Table 4. Body weight and body condition score of dairy cows grazing two pasture allowances and supplemented with three levels of concentrate.
Peso vivo y condición corporal de vacas lecheras pastoreando dos ofertas de pradera y suplementadas con tres cantidades de concentrado.
 
 
1 Means within a column with different superscripts differ (P < 0.05). PA x C= interaction between pasture allowance and concentrate supplementation; PA x S = interaction between pasture allowance and concentrate supplementation. SED = SE of the difference. Body condition score = Five point scale (1 = thin and 5 = fat)

 

Feed intake data are presented in the table 3. During the experiment, cows grazing the low PA had lower pasture (P < 0.05, -0.8 kg) and total DM intake. On the low mass pasture, dairy cows tried to maintain pasture intake by increasing grazing time, but in the presence of a very short sward cows are unable to fully compensate the reduction of intake rate and the total daily intake is reduced (Pulido and Leaver 2001 and Perez-Prieto et al 2011). In this experiment, the increase of pasture allowance resulted in a total increase of grazing time of 112 min day-1, a decrease of the bite rate of 8 bites min-1 and an increase of the total food intake (Table 3). The use of supplementary preserved forages such as grass silage can be used to increase the total DM intake, when offered for a short period each day as a buffer feed for grazing dairy cows fed in low-mass pasture (Phillips and Leaver 1985). However, the response depends on pasture availability, the relative nutritive values of grazed herbage and supplementary forage, and the time of access to each feed (Hernandez-Mendo and Leaver 2004, Perez-Prieto et al 2011). Time at pasture was normally restricted and the time available for grazing was replaced with time available for eating grass silage and concentrate. Under these tough grazing conditions, total DM intake is generally insufficient to meet higher intakes and milk yields.

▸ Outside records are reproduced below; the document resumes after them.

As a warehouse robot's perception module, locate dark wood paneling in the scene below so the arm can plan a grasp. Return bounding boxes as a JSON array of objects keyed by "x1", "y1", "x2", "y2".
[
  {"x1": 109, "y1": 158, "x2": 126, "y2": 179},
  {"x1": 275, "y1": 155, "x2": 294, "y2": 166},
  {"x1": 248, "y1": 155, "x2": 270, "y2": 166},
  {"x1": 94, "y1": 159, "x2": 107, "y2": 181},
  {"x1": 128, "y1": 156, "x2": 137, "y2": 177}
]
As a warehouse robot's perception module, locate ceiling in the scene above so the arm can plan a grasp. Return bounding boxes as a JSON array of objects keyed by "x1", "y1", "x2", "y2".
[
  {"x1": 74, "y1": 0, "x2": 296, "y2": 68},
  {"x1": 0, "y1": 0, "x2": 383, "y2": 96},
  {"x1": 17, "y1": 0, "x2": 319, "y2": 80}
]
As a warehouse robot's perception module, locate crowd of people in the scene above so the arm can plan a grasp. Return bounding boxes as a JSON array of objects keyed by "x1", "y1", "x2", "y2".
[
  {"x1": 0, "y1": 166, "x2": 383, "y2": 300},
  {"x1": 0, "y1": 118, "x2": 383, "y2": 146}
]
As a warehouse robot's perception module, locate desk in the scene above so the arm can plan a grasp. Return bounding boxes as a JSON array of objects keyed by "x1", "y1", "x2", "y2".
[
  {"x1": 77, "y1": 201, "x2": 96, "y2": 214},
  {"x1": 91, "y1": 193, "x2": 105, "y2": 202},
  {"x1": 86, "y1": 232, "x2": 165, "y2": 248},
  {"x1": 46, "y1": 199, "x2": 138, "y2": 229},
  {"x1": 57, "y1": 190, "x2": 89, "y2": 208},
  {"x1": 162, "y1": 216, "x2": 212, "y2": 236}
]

Concentrate supplementation (P < 0.05) increased TDMI, from 13.8 kg of DM cow-1 day-1 for the not supplemented cows to 15.6 kg of DM cow-1 day-1 for the cows receiving 5.2 kg DM of concentrate per day. Pasture DMI decreased with concentrate supplementation from 9.6 kg of DM cow-1 day-1 for 0 concentrate to an average of 6.2 kg of DM cow-1 day-1 when concentrate was fed (P < 0.05). Despite the supplementation with silage, pasture intakes can be considered low since it is possible that the availability (surface given per animal) and pasture allowance may have restricted the intake. On the other hand, the silage may have limited the intake of pasture. Therefore, silage was given additionally to act as a buffer, to ensure the animals would be provided with sufficient amounts of DM (Phillips and Leaver 1985).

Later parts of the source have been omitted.